Chevron-patterned midis with noodle straps, khaki shirt dresses, A-line skirts with peasant tops and lace-trimmed bralettes crafted out of organic cottons, linens and cotton silks. Nimish Shah’s Spring/Summer 15 collection draws from the tones of an Indian summer. Light and carefree. The London College of Fashion graduate’s lifestyle label, Shift, has turned quite a few heads over a last five years. Reputed for clean-cut conservative hemlines with a touch of whimsy, the designer defines his aesthetic as, “Minimalist, Scandinavian chic (sometimes shabby) with a vintage hangover.” He attributes his house aesthetic to his 2007 stint at Chole in Paris. “It has shaped the way I look at things, emotions, my love affair with all things vintage and attempt at creating the most mundane items with just a bit of edge.”
In many ways, Shah’s work process is a mirror reflection of the final output; classic with a twist. While his approach is usually academic – and admittedly, a deterrent to innovation at times – he often finds himself straying off the beaten path, leading with his gut. He considers himself a “freestyle worker”, more curator than designer. “I am someone who can put things together in a story. I have a strong vision of our house aesthetic which pretty much gives me a boundary to play within.” Inspiration, which appears in time capsules and emotions, usually is the result of placing himself in the heart of his ever-evolving muse. “I almost feel the way my muse for the season would. (She is the same woman but is also growing in my head.) Like real people, my muse aspires towards finesse in life and sometimes just wants to be playful – that’s how we come up with something for everyone from ages 16 to 80!”
A childhood fascination with Environmental Science and crafting communities moulded Shah’s frugal, consumer-conscious attitude that seeped into the very fabric of his design label. As a brand, Shift is consciously rooted in a common sense approach to sustainability and transparency. Its material palette includes organic, fair trade and natural fibres along with artisanal handloom textiles. Sometimes though, it’s the best intentions that present the toughest hurdles. “The biggest challenge is the fact that it [crafts] cannot be formulated and cheapened; or made available by pumping steroids.
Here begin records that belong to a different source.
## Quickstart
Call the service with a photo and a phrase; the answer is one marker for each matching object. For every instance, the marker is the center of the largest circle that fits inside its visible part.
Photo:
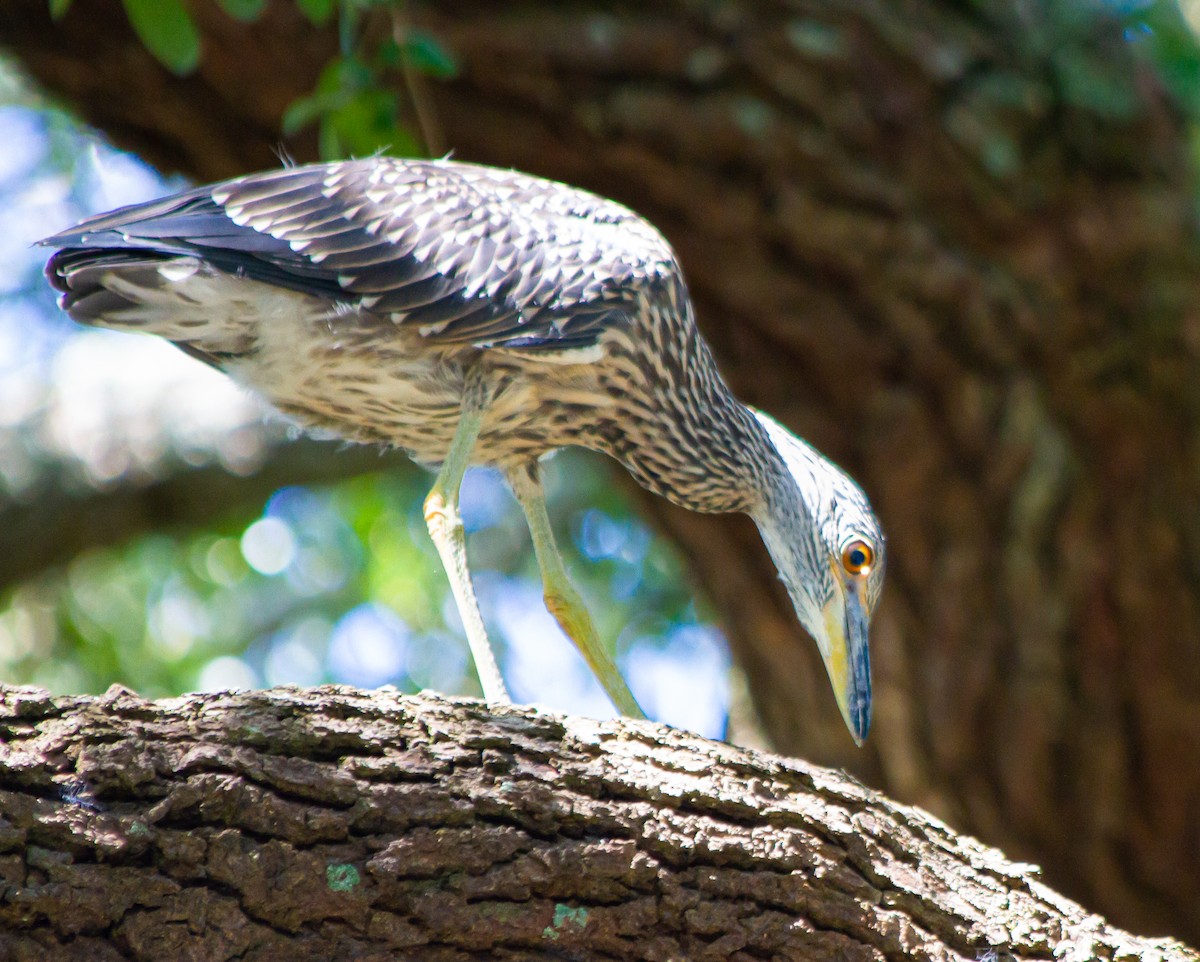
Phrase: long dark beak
(849, 657)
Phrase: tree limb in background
(335, 823)
(951, 244)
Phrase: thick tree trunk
(958, 253)
(335, 824)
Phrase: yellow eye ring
(858, 557)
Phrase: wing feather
(466, 253)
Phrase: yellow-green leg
(562, 599)
(445, 528)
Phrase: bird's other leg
(444, 522)
(563, 601)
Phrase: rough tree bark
(953, 245)
(335, 824)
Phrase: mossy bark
(335, 824)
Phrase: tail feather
(181, 299)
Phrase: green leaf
(166, 29)
(247, 11)
(317, 11)
(429, 55)
(304, 110)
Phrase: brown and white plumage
(384, 299)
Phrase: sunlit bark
(916, 238)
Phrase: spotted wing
(467, 253)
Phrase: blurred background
(953, 245)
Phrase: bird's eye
(858, 557)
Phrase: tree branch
(335, 823)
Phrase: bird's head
(828, 547)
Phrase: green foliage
(167, 30)
(247, 11)
(319, 12)
(1170, 43)
(357, 113)
(159, 611)
(355, 103)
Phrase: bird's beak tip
(847, 662)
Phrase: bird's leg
(445, 528)
(563, 601)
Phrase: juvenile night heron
(474, 316)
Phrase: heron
(477, 316)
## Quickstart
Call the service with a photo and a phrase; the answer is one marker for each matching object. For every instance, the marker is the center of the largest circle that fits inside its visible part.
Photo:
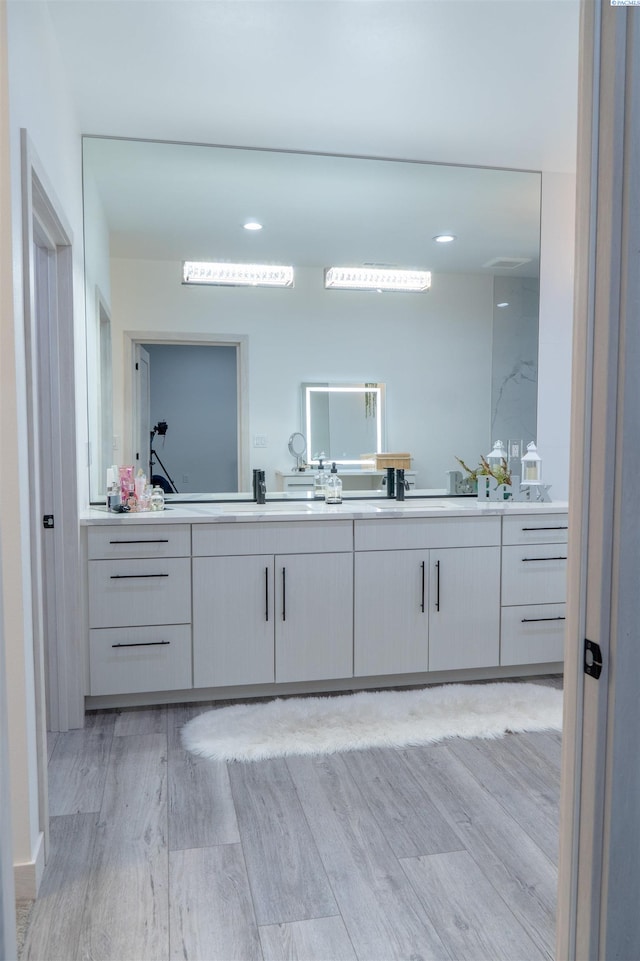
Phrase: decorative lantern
(531, 466)
(497, 455)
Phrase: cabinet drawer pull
(143, 644)
(561, 527)
(266, 593)
(126, 577)
(284, 593)
(532, 620)
(527, 560)
(157, 540)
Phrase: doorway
(195, 388)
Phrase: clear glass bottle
(333, 489)
(320, 480)
(157, 499)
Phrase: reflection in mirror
(343, 423)
(298, 449)
(459, 371)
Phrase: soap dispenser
(320, 480)
(333, 493)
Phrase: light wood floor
(441, 852)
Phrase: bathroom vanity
(297, 481)
(230, 600)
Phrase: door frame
(600, 802)
(62, 566)
(240, 341)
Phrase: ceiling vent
(507, 263)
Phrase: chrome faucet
(259, 487)
(402, 484)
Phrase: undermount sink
(278, 507)
(414, 505)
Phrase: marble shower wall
(515, 359)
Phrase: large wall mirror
(459, 361)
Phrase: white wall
(98, 290)
(555, 337)
(433, 352)
(39, 102)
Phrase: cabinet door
(233, 620)
(464, 608)
(314, 616)
(391, 616)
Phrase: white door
(233, 620)
(142, 410)
(464, 608)
(314, 616)
(391, 616)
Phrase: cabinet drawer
(392, 533)
(129, 593)
(535, 529)
(535, 574)
(532, 634)
(134, 659)
(272, 537)
(139, 540)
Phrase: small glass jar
(157, 499)
(319, 483)
(333, 490)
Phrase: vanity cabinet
(322, 598)
(534, 562)
(272, 602)
(427, 594)
(139, 608)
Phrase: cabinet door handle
(532, 620)
(143, 644)
(561, 527)
(126, 577)
(157, 540)
(529, 560)
(266, 593)
(284, 593)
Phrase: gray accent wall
(194, 388)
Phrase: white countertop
(309, 509)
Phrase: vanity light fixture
(237, 275)
(377, 278)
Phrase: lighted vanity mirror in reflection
(459, 372)
(343, 423)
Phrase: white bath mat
(325, 725)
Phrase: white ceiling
(489, 82)
(486, 82)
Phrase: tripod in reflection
(166, 481)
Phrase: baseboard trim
(27, 876)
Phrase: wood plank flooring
(441, 852)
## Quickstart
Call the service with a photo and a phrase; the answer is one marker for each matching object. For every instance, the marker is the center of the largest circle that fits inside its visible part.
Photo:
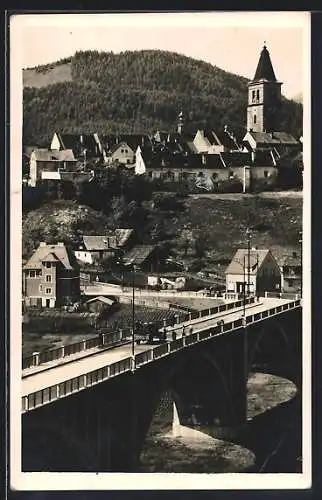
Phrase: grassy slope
(221, 222)
(275, 224)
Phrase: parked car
(149, 333)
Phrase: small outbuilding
(258, 267)
(99, 304)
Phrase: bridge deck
(82, 365)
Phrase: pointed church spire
(265, 69)
(180, 123)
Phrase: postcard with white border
(160, 251)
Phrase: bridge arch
(271, 345)
(200, 388)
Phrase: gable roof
(273, 138)
(264, 70)
(138, 254)
(49, 253)
(117, 146)
(97, 243)
(105, 300)
(256, 259)
(236, 159)
(53, 155)
(122, 236)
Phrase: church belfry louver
(264, 97)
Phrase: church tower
(180, 123)
(264, 97)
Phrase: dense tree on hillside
(140, 92)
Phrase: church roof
(264, 70)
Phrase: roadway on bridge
(61, 373)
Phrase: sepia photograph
(160, 250)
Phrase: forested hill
(136, 92)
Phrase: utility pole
(244, 288)
(248, 260)
(133, 314)
(301, 261)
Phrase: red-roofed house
(50, 277)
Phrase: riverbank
(269, 442)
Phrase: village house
(260, 266)
(100, 304)
(50, 277)
(120, 153)
(45, 164)
(144, 257)
(291, 268)
(95, 248)
(209, 169)
(84, 146)
(211, 142)
(121, 148)
(279, 142)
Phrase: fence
(75, 384)
(111, 338)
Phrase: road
(59, 373)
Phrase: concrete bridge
(93, 413)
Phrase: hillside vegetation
(136, 92)
(203, 231)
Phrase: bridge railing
(110, 339)
(80, 382)
(281, 295)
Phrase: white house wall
(55, 144)
(83, 256)
(139, 167)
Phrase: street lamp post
(248, 260)
(301, 261)
(133, 314)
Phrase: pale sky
(231, 41)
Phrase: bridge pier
(103, 428)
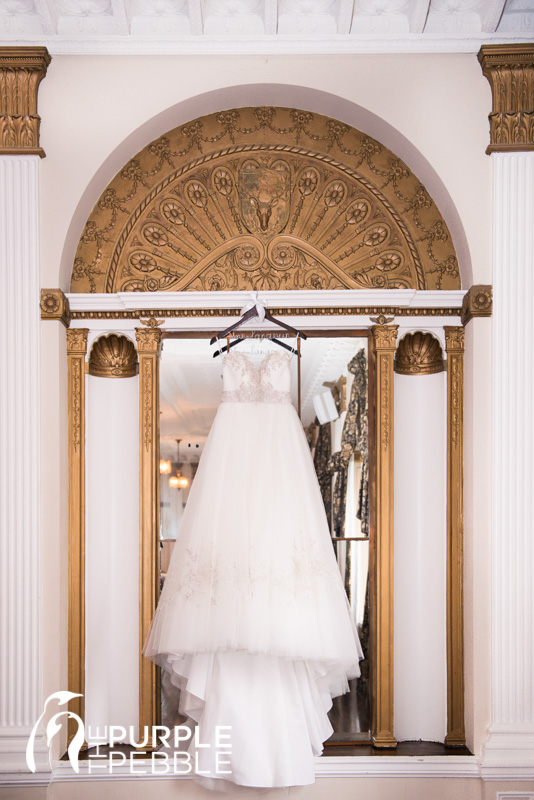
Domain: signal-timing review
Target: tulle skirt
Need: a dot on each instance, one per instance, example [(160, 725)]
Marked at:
[(253, 623)]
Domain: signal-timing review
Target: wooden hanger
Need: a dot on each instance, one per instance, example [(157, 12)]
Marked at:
[(253, 312)]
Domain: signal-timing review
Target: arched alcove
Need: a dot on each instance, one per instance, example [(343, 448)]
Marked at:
[(264, 198), (316, 102)]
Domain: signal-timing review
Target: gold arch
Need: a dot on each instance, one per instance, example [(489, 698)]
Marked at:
[(264, 198)]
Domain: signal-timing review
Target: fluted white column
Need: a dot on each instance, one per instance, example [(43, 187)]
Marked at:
[(20, 653), (420, 557), (509, 750)]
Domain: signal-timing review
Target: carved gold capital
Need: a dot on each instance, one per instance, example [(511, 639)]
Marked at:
[(454, 338), (113, 357), (21, 71), (478, 302), (148, 340), (384, 336), (418, 354), (54, 305), (77, 341), (509, 69)]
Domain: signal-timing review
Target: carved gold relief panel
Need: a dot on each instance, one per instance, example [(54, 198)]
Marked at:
[(264, 198)]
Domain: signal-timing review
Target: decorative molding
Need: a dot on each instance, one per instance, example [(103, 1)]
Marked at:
[(264, 199), (419, 354), (113, 356), (76, 351), (454, 342), (478, 302), (310, 311), (21, 71), (55, 305), (384, 342), (509, 69), (149, 350), (382, 766)]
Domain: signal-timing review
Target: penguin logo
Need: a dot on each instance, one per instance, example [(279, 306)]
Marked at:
[(54, 727)]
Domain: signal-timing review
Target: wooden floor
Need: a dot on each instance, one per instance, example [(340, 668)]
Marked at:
[(402, 749)]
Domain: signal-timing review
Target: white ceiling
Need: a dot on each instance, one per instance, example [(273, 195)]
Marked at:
[(264, 26), (191, 385)]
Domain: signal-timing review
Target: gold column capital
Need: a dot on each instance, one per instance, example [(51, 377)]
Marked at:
[(509, 69), (385, 336), (55, 305), (454, 338), (477, 302), (148, 340), (21, 71)]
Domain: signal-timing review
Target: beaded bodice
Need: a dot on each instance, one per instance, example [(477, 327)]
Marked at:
[(245, 383)]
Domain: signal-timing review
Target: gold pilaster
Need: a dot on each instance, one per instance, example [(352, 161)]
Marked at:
[(76, 350), (384, 341), (21, 71), (149, 349), (454, 339), (509, 69)]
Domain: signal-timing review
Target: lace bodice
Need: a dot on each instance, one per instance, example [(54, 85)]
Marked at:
[(245, 383)]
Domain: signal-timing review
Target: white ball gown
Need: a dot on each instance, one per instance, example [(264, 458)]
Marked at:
[(253, 623)]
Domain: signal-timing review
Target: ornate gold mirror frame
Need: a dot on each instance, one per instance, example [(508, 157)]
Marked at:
[(383, 352), (267, 199)]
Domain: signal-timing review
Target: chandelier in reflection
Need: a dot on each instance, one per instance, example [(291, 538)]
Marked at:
[(178, 481)]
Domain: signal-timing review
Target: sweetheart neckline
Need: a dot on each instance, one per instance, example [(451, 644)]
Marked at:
[(262, 362)]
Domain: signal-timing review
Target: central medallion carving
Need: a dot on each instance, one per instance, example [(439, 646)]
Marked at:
[(263, 191)]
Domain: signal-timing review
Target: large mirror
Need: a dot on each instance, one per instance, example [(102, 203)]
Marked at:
[(333, 383)]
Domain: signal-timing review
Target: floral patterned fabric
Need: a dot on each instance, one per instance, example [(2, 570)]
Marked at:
[(323, 450), (354, 438)]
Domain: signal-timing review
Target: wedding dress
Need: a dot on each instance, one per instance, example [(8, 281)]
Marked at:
[(253, 623)]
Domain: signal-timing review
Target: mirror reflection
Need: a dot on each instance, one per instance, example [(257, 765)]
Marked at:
[(334, 412)]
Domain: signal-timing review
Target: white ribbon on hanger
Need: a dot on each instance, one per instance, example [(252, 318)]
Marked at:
[(260, 307)]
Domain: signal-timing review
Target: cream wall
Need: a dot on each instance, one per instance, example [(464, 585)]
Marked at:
[(431, 110)]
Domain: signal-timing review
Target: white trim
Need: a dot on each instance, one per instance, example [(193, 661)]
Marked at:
[(344, 298), (263, 45), (326, 767)]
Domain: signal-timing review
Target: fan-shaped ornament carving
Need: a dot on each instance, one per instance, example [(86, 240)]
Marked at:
[(113, 357), (418, 354), (264, 199)]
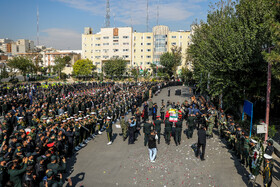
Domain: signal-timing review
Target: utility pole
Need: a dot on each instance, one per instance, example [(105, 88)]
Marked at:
[(147, 18), (107, 23), (37, 26), (268, 96)]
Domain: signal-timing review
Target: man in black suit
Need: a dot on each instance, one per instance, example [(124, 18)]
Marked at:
[(201, 142)]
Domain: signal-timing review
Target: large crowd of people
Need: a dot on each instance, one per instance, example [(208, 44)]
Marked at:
[(44, 124)]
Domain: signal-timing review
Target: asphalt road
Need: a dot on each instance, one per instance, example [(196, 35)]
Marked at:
[(120, 164)]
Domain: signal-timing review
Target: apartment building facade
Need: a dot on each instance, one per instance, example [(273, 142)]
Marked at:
[(140, 50)]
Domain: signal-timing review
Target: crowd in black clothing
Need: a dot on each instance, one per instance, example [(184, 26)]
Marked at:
[(45, 124)]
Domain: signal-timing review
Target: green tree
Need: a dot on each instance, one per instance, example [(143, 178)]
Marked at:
[(83, 67), (272, 55), (171, 60), (115, 67), (60, 64), (4, 73), (186, 75), (23, 64), (226, 51)]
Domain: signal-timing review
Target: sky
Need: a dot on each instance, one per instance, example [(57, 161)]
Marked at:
[(61, 22)]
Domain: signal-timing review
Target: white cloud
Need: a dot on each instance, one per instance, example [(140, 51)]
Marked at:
[(61, 38), (124, 10)]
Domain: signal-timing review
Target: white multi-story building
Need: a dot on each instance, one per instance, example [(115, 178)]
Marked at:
[(138, 49)]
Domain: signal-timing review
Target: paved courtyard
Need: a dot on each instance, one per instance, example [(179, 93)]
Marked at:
[(123, 165)]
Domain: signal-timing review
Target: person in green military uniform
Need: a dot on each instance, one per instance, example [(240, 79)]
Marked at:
[(51, 182), (268, 169), (4, 177), (191, 125), (167, 131), (210, 125), (124, 126), (178, 131), (15, 173), (109, 129), (147, 130), (246, 148), (55, 167), (221, 124), (158, 123)]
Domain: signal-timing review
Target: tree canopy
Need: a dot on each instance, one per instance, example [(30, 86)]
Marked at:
[(226, 51)]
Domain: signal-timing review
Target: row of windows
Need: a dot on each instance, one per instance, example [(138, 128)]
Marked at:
[(114, 37), (147, 37), (106, 56), (148, 56), (148, 50), (106, 50)]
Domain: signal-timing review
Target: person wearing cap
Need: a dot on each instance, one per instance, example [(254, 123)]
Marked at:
[(124, 126), (50, 181), (269, 148), (268, 169), (158, 123), (190, 124), (147, 130), (40, 169), (178, 131), (16, 173), (210, 124), (3, 172), (201, 142), (109, 129), (55, 167)]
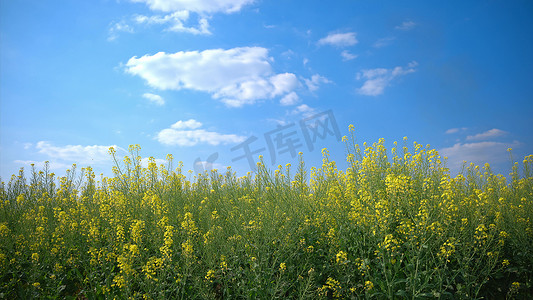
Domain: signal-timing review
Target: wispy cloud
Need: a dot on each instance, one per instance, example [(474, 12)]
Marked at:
[(85, 155), (176, 22), (155, 99), (116, 28), (39, 165), (187, 133), (406, 25), (489, 134), (339, 39), (346, 55), (478, 153), (303, 110), (290, 99), (314, 83), (454, 130), (376, 80), (197, 6), (158, 161), (179, 11), (236, 76), (384, 42)]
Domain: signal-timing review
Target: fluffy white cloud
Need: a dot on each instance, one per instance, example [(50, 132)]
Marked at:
[(189, 124), (339, 39), (304, 110), (313, 83), (289, 99), (486, 135), (153, 98), (236, 76), (198, 6), (377, 79), (39, 165), (346, 55), (158, 161), (85, 155), (116, 28), (186, 133), (176, 22), (406, 25), (384, 42), (478, 153), (454, 130)]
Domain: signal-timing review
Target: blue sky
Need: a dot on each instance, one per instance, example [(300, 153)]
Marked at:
[(203, 80)]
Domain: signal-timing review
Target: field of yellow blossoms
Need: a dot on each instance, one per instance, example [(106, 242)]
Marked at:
[(394, 224)]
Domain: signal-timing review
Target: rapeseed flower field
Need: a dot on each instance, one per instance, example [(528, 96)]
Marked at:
[(393, 225)]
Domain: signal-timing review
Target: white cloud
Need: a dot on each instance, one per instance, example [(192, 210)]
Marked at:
[(376, 80), (186, 133), (486, 135), (315, 81), (153, 98), (454, 130), (198, 6), (39, 165), (304, 110), (85, 155), (406, 25), (289, 99), (176, 22), (236, 76), (189, 124), (158, 161), (339, 39), (116, 28), (384, 42), (346, 55), (478, 153)]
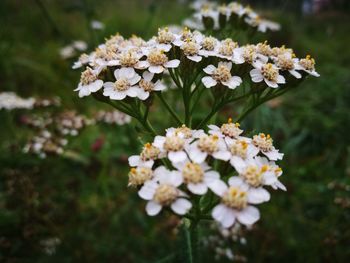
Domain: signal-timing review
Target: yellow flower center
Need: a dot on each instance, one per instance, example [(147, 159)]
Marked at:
[(239, 148), (157, 57), (253, 175), (88, 76), (208, 144), (149, 152), (269, 72), (227, 47), (235, 198), (263, 142), (174, 144), (192, 173), (190, 48), (121, 84), (165, 194), (164, 36), (285, 63), (146, 85), (308, 63), (208, 43), (138, 176), (222, 73), (231, 129), (187, 132), (128, 59)]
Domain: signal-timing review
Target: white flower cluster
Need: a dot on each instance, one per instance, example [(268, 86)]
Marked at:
[(113, 117), (248, 167), (212, 15), (10, 101), (133, 67), (73, 49)]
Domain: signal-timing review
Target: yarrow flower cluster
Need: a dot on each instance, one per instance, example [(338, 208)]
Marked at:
[(184, 163), (132, 68), (53, 131), (211, 15), (11, 101)]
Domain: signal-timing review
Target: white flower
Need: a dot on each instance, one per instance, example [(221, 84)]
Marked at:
[(268, 73), (149, 154), (256, 174), (173, 145), (286, 62), (147, 86), (265, 145), (241, 149), (275, 169), (197, 176), (163, 191), (222, 75), (227, 130), (191, 50), (234, 205), (308, 65), (125, 84), (157, 61), (89, 83), (208, 145)]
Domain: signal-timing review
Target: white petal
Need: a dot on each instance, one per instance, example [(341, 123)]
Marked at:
[(209, 69), (153, 208), (256, 75), (249, 215), (156, 69), (199, 189), (218, 187), (222, 155), (181, 206), (126, 72), (274, 155), (176, 157), (148, 76), (258, 195), (172, 63), (209, 82), (147, 190)]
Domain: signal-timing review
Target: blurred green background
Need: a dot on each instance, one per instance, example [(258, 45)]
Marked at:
[(86, 208)]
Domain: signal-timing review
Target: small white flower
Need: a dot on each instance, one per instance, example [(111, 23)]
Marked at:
[(268, 73), (286, 62), (234, 205), (89, 83), (197, 176), (308, 65), (265, 145), (149, 154), (222, 75), (157, 61), (173, 145), (227, 130), (125, 84), (147, 86), (163, 191), (206, 145), (191, 50)]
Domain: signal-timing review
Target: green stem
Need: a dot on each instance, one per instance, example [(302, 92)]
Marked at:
[(169, 108)]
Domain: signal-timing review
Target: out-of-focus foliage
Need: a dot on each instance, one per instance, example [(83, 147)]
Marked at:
[(62, 210)]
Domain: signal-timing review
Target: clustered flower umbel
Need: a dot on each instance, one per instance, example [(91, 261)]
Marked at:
[(54, 130), (136, 65), (11, 101), (212, 15), (191, 153)]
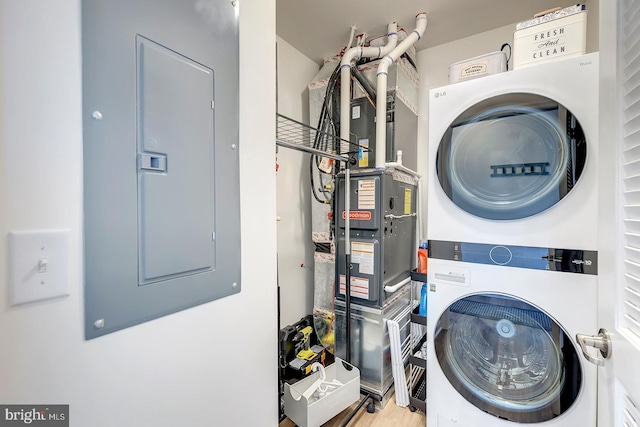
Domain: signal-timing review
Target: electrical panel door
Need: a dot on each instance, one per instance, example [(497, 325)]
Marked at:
[(161, 166)]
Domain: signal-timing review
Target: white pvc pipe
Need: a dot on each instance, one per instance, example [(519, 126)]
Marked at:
[(381, 87), (345, 75)]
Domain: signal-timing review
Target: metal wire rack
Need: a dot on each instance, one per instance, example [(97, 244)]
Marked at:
[(298, 136)]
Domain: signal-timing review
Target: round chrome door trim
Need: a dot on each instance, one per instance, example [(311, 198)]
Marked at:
[(508, 358), (511, 156)]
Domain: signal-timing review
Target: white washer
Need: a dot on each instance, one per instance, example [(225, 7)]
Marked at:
[(501, 342), (506, 148)]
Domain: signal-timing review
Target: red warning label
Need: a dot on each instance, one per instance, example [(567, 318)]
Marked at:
[(358, 215)]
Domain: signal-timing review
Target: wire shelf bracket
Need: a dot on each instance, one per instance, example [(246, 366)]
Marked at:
[(299, 136)]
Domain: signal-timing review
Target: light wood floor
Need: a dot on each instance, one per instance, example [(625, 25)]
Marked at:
[(391, 415)]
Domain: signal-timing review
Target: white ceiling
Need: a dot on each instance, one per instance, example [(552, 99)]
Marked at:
[(320, 28)]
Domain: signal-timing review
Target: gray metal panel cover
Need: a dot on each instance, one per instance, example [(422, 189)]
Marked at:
[(161, 171), (175, 119)]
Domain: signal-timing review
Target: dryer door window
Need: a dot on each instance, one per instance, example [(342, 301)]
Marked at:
[(508, 358), (511, 156)]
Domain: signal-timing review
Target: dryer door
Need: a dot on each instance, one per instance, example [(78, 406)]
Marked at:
[(511, 156), (508, 358)]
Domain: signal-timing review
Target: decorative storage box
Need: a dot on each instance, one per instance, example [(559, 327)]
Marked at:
[(560, 34), (483, 65)]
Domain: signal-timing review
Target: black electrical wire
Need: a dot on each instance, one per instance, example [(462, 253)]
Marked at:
[(326, 126)]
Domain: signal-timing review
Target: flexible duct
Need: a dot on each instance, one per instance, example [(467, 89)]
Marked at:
[(381, 87)]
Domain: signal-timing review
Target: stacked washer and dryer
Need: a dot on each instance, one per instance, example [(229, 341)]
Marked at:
[(512, 223)]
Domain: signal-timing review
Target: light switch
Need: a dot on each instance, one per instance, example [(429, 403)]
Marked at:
[(38, 265)]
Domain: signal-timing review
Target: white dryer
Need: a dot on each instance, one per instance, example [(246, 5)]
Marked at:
[(501, 336), (512, 157)]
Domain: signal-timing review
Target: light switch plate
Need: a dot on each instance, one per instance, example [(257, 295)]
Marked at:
[(38, 265)]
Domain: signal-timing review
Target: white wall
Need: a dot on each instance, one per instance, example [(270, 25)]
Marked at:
[(214, 364), (295, 248)]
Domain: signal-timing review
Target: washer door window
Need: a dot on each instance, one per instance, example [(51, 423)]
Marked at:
[(508, 358), (511, 156)]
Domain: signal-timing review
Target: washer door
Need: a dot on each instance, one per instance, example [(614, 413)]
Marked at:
[(511, 156), (508, 358)]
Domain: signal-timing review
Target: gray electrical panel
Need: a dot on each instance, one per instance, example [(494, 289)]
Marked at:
[(161, 171), (382, 233)]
It’s a bit like pleasure of eating mangoes in season; any other time they just feel wrong. It is everything against popular culture. For example, there is a gap between demand, supply and desirability, and changing times along with job satisfaction and social status of the craftsmen,” he elaborates.
Projects like quilting in Gujarat and knitting in south India have been an exercise in letting go. “The biggest lesson learnt here has been, whatever you are willing to pay craft communities, you are seeking work from people for whom priority in life falls in the order of family, society and then work. Delays due to a wedding in family, sickness, weather and the most irrelevant excuses are unfortunately the reality. You cannot run a tight ship. This is slow fashion and slow life. It creates products for purveyors and collectors of finery not for campaign lead demands. You just have to work around these challenges.”
The impetus for designer’s recent debut into the world of interior fashion was once again sustainable living. “I have always employed conscious pattern cutting in my design to minimise waste. This is not always possible. The idea for the patchwork quilts came from this waste line and application of a more cradle-to-grave approach on how to put the waste (fabric) to use. Of course, they are far more tedious to make then our clothes and have a lot more value addition. So making no excuse of waste – we really wanted to make something that people would like instantly along with making us a zero waste factory,” he explains. That being said, Shah is eager to translate Shift’s aesthetic onto interior spaces, be it homes, galleries, or public areas. He promises fans an extensive line of home linen by late 2015 or early next year.